With cyberattacks on the rise, there is a growing need to modernize Canadian privacy legislation to protect individuals and businesses. As a response, the federal government and several provinces have instituted legislation, outlined in Canada’s Digital Charter. We’ll detail these new changes in this blog and, more importantly, what they could mean for you.
Federal Privacy Changes
In November 2020, the government established Bill C-11. This bill attempted to:
- Enact the Consumer Privacy Protection Act (CPPA).
- Enact The Personal Information and Data Protection Tribunal Act.
- Make consequential and related amendments to other Acts.
The result? Intended to be passed in 2021, the legislation ‘died on the order paper’ with a dissolved parliament.
Privacy Changes in Quebec
In June 2020, Quebec introduced Bill 64, “An Act To Modernize Legislative Provisions Regarding The Protection Of Personal Information.” They adopted the bill in September 2021. The bill will come into effect next year in three phases.
Privacy Changes in Ontario
In June 2021, Ontario released a whitepaper: Modernizing Privacy in Ontario – Empowering Ontarians and Enabling the Digital Economy. The whitepaper outlines several proposals, which address gaps in Bill C-11. The paper also considers the implications of Ontario passing its own provincial privacy legislation to cover private sector businesses.
What Does This Mean?
While the CPPA initially did not pass, expect the federal government to reintroduce it and continue modernizing our federal privacy legislation. Although Quebec’s legislation, and Ontario’s initial proposals, contain several more stringent requirements than the current proposed federal bill, changes are likely coming to CPPA before the process is complete.
New Implications for Consumers And What They Mean For Your Organization
Overall, the new laws give more control to consumers over their personal information. These include:
Data Portability/Mobility: Organizations must have processes to transfer consumers’ personal information from their organization to another.
Right To Erasure: Companies will need to have processes that allow consumers to have their personal information erased or removed when requested, with some limitations.
Details And Disputes Around Automated Decision Making
Suppose an organization has automated systems or algorithms that make predictions, recommendations, or decisions about individuals that could significantly affect them. In that case, consumers may request details such as what information the system gathers and how it interprets this data.
In Quebec, the government may add this to the CPPA and allow consumers to dispute these decisions. The takeaway here is that organizations must ensure that these systems can provide the appropriate level of detail and have a mechanism for handling disputes.
Clarity Around Consent Requirement
Although the government already required consent in existing legislation, the CPPA clarifies the level of detail that organizations must provide to individuals before they can consent to have their info collected.
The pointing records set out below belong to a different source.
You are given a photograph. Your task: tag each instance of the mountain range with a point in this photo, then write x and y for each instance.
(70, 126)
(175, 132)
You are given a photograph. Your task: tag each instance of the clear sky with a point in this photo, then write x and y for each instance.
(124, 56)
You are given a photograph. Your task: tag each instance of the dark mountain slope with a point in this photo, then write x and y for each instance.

These details include the purpose of the information gathering, how the organization will use the data, possible sharing or disclosures, potential consequences of violation, and any third parties involved. The CPPA also clarified cases without explicit consent, such as where doing so would not provide meaningful protection or claims where information has been transferred to a service provider.
Requirement for Privacy Management Program
Organizations will need to implement a program that includes policies, procedures, and practices. These must cover how they protect personal information, deal with requests, train staff, and disseminate public materials to explain policies.
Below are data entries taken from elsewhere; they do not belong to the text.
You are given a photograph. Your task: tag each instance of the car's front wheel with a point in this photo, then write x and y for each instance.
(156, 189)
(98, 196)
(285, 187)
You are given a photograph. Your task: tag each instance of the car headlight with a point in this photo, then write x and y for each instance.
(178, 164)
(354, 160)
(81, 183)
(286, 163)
The CPPA explains that programs must consider the volume and sensitivity of personal information. Therefore, organizations should show the appropriateness of their privacy program through a Privacy Impact Assessment (PIA).
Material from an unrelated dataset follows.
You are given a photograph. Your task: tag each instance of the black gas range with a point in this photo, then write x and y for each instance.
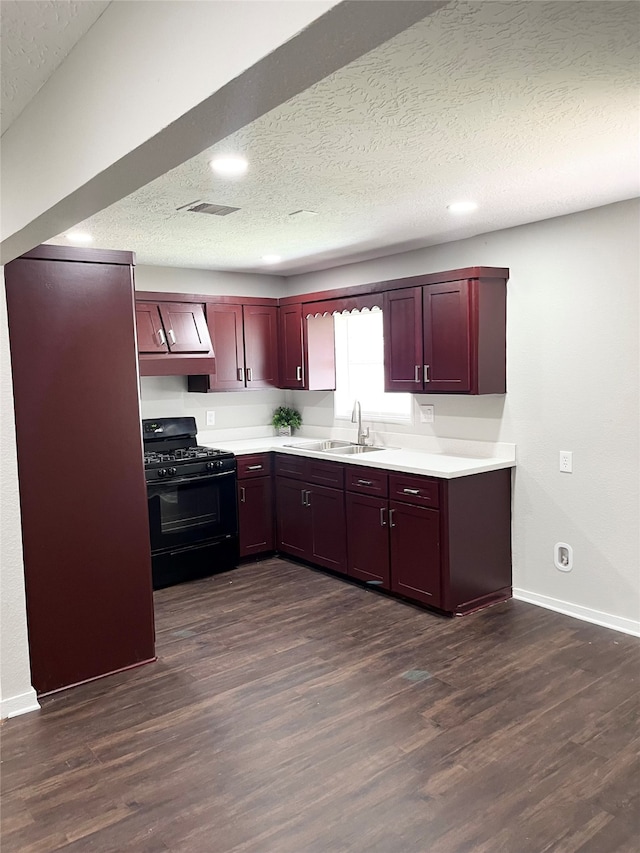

With the Quebec legislation, PIAs will need to be performed for all systems that process personal information and before communicating personal data outside of Quebec.
The new legislation also dramatically expands the previously limited enforcement powers of Privacy Commissioners. Now, they can recommend an administrative penalty on organizations for breaching CPPA. This fine has a maximum of $10,000,000 or 3% of the global revenue of the last financial year, whichever is higher. A fine not exceeding the higher of $25,000,000 or 5% of global revenue is possible for severe violations.
Also, the new legislation would establish a Personal Information and Data Privacy Tribunal to enforce these penalties.
Although it may be a while before the CPPA becomes law, organizations should prepare by reviewing current privacy-related measures. They should ensure compliance with all current legal requirements, implementing plans for improvement where needed, and begin planning for these upcoming requirements.